With a smoke point of 460 F, you can use canola oil to bake, saute, grill or make salad dressings. And while it is less expensive, it is also a highly refined oil.
Coconut oil
Unrefined coconut oil—virgin, cold-pressed—adds a distinct coconut flavor. Refined versions have a more neutral flavor.
Virgin cold-pressed coconut oil contains high levels of medium chain triglycerides, a saturated fat. Refined coconut oils have even higher levels of medium chain triglycerides.
Research on medium chain triglycerides shows promise in treating Alzheimer’s disease and epilepsy.

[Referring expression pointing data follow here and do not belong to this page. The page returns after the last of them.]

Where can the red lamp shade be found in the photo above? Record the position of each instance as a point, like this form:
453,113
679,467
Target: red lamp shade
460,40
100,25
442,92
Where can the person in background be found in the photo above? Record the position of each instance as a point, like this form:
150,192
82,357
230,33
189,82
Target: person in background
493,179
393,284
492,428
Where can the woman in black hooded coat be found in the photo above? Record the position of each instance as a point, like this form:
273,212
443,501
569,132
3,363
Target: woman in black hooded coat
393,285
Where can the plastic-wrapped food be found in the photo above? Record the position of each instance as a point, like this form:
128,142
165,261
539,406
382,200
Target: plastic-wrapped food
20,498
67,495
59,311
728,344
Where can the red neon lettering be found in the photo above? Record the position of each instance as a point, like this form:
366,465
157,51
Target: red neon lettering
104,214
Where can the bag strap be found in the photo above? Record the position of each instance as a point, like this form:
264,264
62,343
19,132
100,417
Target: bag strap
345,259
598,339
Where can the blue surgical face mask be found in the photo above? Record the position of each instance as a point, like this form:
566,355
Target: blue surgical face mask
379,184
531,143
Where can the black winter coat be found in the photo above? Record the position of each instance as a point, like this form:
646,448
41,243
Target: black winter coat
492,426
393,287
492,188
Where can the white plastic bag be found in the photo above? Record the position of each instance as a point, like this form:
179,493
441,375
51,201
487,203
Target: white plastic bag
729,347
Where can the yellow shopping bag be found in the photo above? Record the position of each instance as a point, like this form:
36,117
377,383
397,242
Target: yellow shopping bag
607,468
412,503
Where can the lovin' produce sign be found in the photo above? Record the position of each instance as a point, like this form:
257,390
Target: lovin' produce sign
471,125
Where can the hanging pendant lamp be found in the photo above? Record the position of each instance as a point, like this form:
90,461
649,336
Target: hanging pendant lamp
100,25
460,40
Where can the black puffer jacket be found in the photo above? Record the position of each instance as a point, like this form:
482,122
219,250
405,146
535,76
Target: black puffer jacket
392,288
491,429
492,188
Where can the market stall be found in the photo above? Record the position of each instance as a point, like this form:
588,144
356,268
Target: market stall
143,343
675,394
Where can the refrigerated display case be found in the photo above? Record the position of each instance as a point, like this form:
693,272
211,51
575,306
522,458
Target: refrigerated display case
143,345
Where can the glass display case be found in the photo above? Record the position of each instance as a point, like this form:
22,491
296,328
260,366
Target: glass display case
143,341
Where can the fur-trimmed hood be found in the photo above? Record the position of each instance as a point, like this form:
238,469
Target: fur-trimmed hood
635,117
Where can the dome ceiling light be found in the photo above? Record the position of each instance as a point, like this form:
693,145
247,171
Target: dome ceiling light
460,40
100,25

It may also aid in weight loss and fat malabsorption—but the jury is still out on that.
Given its high saturated fat content, experts hold concern that it may raise LDL cholesterol and increase the risk of heart disease.
The smoke point of coconut oil is 350 F, so it’s best used for baking or cooking under this temperature. It solidifies when cool or at room temperature. Swap it for butter in recipes to change the flavor, or make it dairy-free or plant-based.
Virgin coconut oil options provide the strongest coconut flavor at the lowest smoke point. For higher cooking temperatures or a more neutral flavor, look for a refined version.
Corn, soybean and vegetable oil
Vegetable oil is a mix of plant oils—usually soy, corn or canola, which are often genetically modified. The refining process gives these oils a versatile, neutral flavor.
Corn, soybean and vegetable oils have a similar fat profile: high in monounsaturated fat and low in saturated fats.
Similar to canola oil, where saturated fats are replaced with unsaturated fats, the risk of heart disease decreases with corn, soybean and vegetable oil. Given the refining process and high omega-6 fats in these oils, however, they can cause inflammation.
Soybean oil tends to have the highest vitamin content; corn oil the lowest.
With a higher smoke point of 460 F, these types of oils can be used for frying and baking. The low cost and versatility makes them a common choice for processed-food products and fast-food fryers.
Dietitian’s choice
For the healthiest approach to cooking, limit your use of products that contain corn oil, soybean oil or vegetable oil. Choose extra virgin olive oil as your primary oil.